George Santayana was a Spanish-American philosopher who wrote about prayer quite frequently throughout his career. His corpus has been understood as confronting the question of how people, defined by our consciousness — more specifically the consciousness that endows us with an active awareness of our finitude and a permanent premonition of our death — can find satisfaction and happiness. The spiritual journey to Santayana is one of reconciliation with this finitude and, moreso, with the eternity that is life. Within this context, he treated prayer quite compassionately and believed that it had positive value, saying “Prayer is at once the most childlike element in religion and the most spiritual: for it begins with a cry for help or a feature of surrender and it ends with complete self-forgetfulness and absorption in the divine life.”

It’s a description of prayer that might make us laugh at what seems to be its idealism. How many people pray with the dissolution of themselves in mind, with the hope of forgoing the desire that inspired them to act initially? Aren’t most prayers ones of preference or aspiration, with the exception of those habitual graces of the dinner table and special occasions? For many, prayer remains trapped in self-indulgence, focused on a transformation of the substance of reality that is willed by the Greater Power, and, in prayer, we can find reward and retribution, benefit and improvement in the quality of our lives. And it seems that the greatest appeal is how completely uninvolved we are in bringing about that change, absolved, as it is, of responsibility over ourselves.
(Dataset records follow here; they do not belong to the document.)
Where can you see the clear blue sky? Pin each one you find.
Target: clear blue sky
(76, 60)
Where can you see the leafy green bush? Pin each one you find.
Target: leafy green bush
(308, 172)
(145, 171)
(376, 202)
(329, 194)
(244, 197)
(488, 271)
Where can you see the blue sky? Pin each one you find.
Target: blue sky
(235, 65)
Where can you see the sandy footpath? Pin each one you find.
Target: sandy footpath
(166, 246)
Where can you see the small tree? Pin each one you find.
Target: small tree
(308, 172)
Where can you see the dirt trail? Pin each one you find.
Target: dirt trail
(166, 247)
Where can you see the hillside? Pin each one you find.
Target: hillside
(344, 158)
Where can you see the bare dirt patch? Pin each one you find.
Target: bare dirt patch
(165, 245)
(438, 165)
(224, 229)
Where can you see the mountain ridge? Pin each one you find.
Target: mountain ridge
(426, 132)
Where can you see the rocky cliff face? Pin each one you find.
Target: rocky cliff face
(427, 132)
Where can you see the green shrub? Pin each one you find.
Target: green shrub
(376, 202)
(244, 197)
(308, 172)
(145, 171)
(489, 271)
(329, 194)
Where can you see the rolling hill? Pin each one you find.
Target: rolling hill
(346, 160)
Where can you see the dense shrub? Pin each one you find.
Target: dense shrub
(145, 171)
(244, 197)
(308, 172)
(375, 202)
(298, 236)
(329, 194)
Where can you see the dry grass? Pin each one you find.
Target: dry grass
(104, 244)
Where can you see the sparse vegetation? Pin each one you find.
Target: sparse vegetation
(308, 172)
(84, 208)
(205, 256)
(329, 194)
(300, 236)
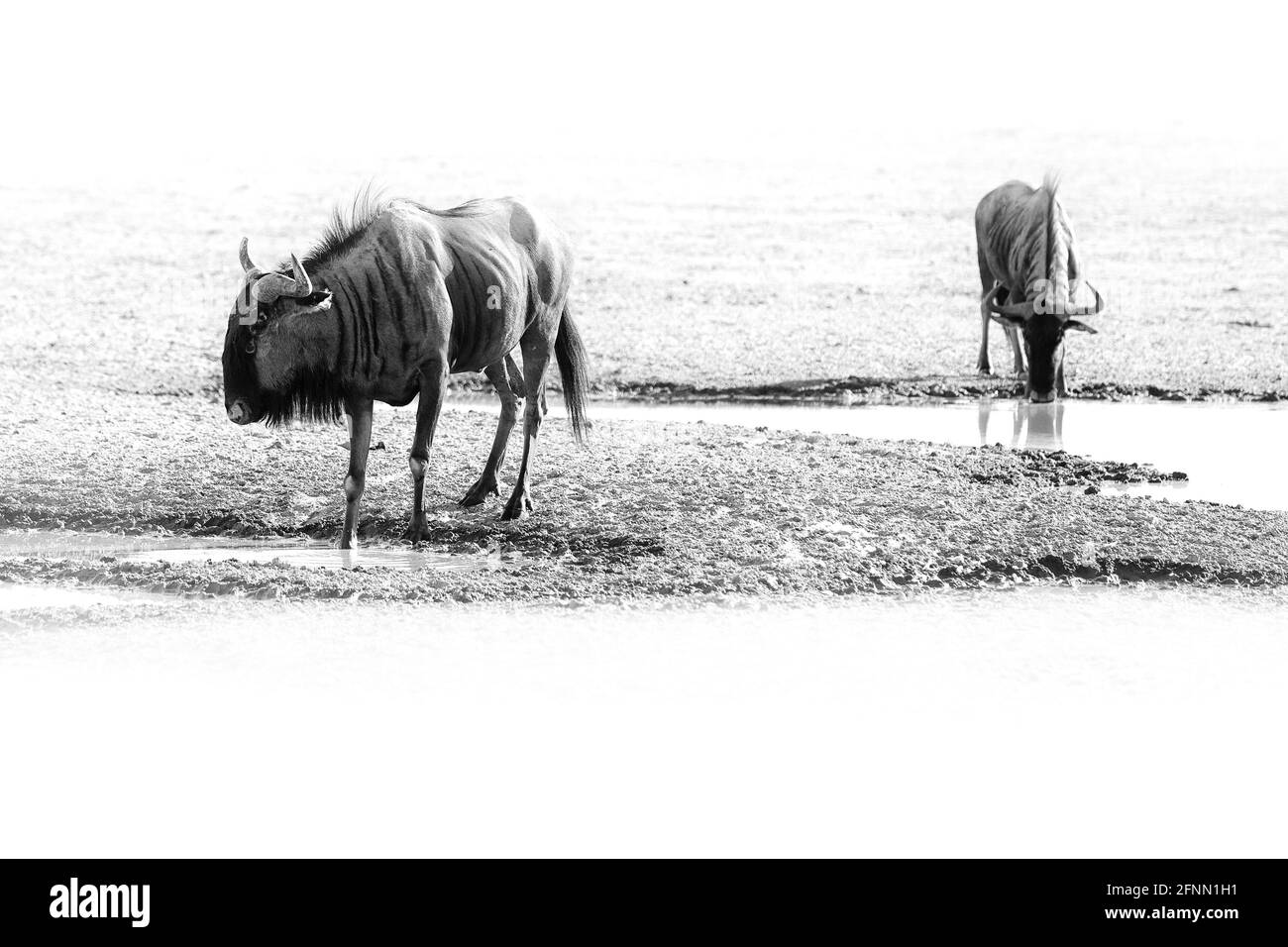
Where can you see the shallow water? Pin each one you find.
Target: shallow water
(1233, 453)
(314, 554)
(1042, 720)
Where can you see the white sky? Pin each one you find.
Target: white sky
(137, 84)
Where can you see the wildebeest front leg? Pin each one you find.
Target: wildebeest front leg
(507, 380)
(536, 357)
(360, 442)
(983, 365)
(433, 379)
(1013, 335)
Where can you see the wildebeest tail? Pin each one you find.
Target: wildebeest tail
(1056, 240)
(571, 355)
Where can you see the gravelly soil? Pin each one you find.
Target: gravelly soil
(652, 510)
(848, 278)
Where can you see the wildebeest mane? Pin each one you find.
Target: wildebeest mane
(346, 228)
(478, 208)
(312, 395)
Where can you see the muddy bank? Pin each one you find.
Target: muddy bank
(885, 390)
(651, 510)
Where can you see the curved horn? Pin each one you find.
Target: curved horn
(244, 252)
(303, 283)
(1102, 305)
(269, 286)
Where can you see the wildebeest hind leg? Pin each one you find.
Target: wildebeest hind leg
(536, 357)
(507, 380)
(433, 379)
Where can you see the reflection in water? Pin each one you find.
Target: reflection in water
(1031, 425)
(68, 544)
(316, 557)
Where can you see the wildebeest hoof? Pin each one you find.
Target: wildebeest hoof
(482, 489)
(416, 530)
(518, 508)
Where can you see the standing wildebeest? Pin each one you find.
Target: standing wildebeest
(1030, 277)
(389, 303)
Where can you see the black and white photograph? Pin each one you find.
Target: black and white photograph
(706, 431)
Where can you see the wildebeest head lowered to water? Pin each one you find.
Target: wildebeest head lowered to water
(391, 300)
(1031, 281)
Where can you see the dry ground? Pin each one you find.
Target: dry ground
(651, 510)
(841, 275)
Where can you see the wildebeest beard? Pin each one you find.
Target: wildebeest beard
(310, 395)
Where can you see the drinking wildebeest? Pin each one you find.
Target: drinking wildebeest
(1030, 277)
(389, 303)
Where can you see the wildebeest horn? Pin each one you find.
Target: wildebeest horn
(244, 252)
(270, 286)
(303, 283)
(1100, 300)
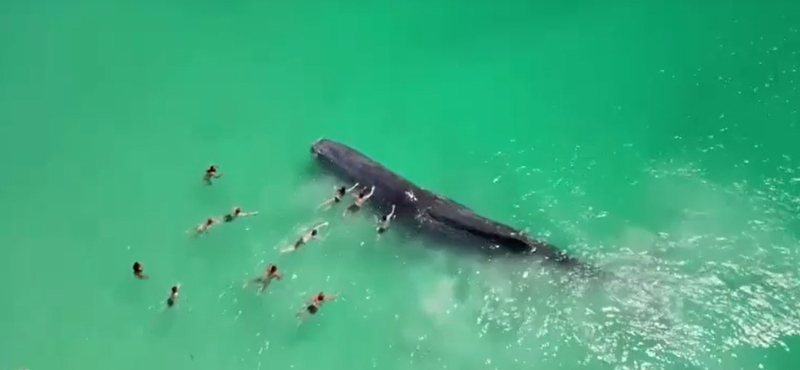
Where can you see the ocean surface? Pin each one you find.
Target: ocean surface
(654, 139)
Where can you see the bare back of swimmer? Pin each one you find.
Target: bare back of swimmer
(361, 198)
(338, 194)
(307, 237)
(383, 221)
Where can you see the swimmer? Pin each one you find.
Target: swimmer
(205, 226)
(316, 303)
(305, 238)
(383, 221)
(237, 212)
(362, 197)
(338, 194)
(270, 274)
(138, 270)
(173, 296)
(211, 173)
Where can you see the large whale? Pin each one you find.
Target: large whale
(429, 213)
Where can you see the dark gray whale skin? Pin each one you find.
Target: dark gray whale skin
(431, 214)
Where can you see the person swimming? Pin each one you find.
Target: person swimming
(383, 221)
(338, 194)
(307, 237)
(138, 270)
(236, 213)
(270, 274)
(316, 302)
(211, 173)
(205, 226)
(173, 296)
(361, 197)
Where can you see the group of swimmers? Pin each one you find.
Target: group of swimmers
(271, 272)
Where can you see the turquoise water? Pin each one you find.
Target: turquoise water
(656, 140)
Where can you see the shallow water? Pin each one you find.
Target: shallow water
(654, 140)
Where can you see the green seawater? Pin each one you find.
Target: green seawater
(655, 139)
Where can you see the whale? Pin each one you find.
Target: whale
(427, 213)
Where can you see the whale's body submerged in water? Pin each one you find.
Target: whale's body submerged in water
(429, 213)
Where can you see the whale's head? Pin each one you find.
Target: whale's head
(339, 158)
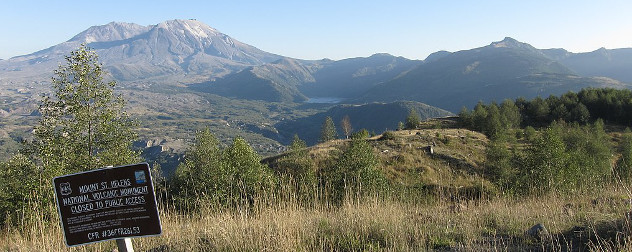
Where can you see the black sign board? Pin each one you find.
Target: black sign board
(106, 204)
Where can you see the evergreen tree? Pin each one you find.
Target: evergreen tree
(247, 177)
(298, 169)
(328, 130)
(201, 177)
(345, 123)
(413, 119)
(356, 171)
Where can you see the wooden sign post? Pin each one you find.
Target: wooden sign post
(107, 204)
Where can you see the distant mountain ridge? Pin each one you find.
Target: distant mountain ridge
(374, 117)
(291, 80)
(504, 69)
(189, 53)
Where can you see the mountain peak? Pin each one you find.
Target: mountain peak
(509, 43)
(191, 26)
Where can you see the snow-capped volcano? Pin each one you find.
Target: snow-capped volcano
(187, 50)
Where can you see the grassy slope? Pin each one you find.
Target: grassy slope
(451, 218)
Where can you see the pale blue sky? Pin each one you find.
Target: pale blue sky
(337, 29)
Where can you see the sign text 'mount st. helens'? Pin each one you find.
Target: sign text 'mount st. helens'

Santayana believes that these forms of prayer are futile and lacking in truth, and this is because his philosophy is grounded in a materialist metaphysics perspective. He is unwavering in the belief “that only matter acts. Spirit, though undeniably real … owes its existence entirely to the functioning of the body, of which it is the conscious though partial transcript — the guileless witness.” Matter is one of four realms of Being to him, the only one that “consists of substance, change, and duration … takes up space and morphs through time … the principle of existence.” Spirit, which can also be understood as consciousness, is incapable of influencing material reality and does not exist in the world of matter. This is also conceptualized as the body having two acts — the psyche or the animal soul and the spirit, which acts in and with awareness. These two have different wills and it is their “distressing and irremediable conflict … that engenders prayer, and that, at its best, prayer acts to ameliorate.”

When the spirit is confronted with its own limitations, with its inability to influence or enable tangible change, prayer transpires. Although it starts from a typically material longing, prayer gets the spirit to accept its constraints through contemplation, settle for satisfaction with the inevitable and allow it to perform in alignment with eternal ideals.

And I know this to be true, because prayer is confrontation and, as a child, the confession booth I never attended. It was an intimate and revealing act that I didn’t want to follow through on. I didn’t want God’s eyes on me — me in all my imperfection. I was asking for something, and I was telling someone about myself. I was admitting to perceived lack, to desperate want, to honest need. I was admitting to what I perceived as at a distance, out of reach and beyond my sight. And, even then, I knew that it wasn’t becoming a princess — this was the stuff that dreams are made of. It was about having meaning and direction. In asking to be a princess, I was asking for an explicit purpose.

Why wouldn’t we want to aspire to clarity, to reconciliation with ourselves? It’s daunting, but there’s an incessant need in everyone to disperse the fog, although it inevitably comes back. Make your intentions clear, even if it’s difficult to acknowledge. Still and now, as I attempt to improve my relationship with prayer, I can’t get my voice above a whisper. But I’m making a sound, and I follow it through. Hearing myself is a start.

Kyriaki Yozzo is a senior majoring in philosophy, politics and law.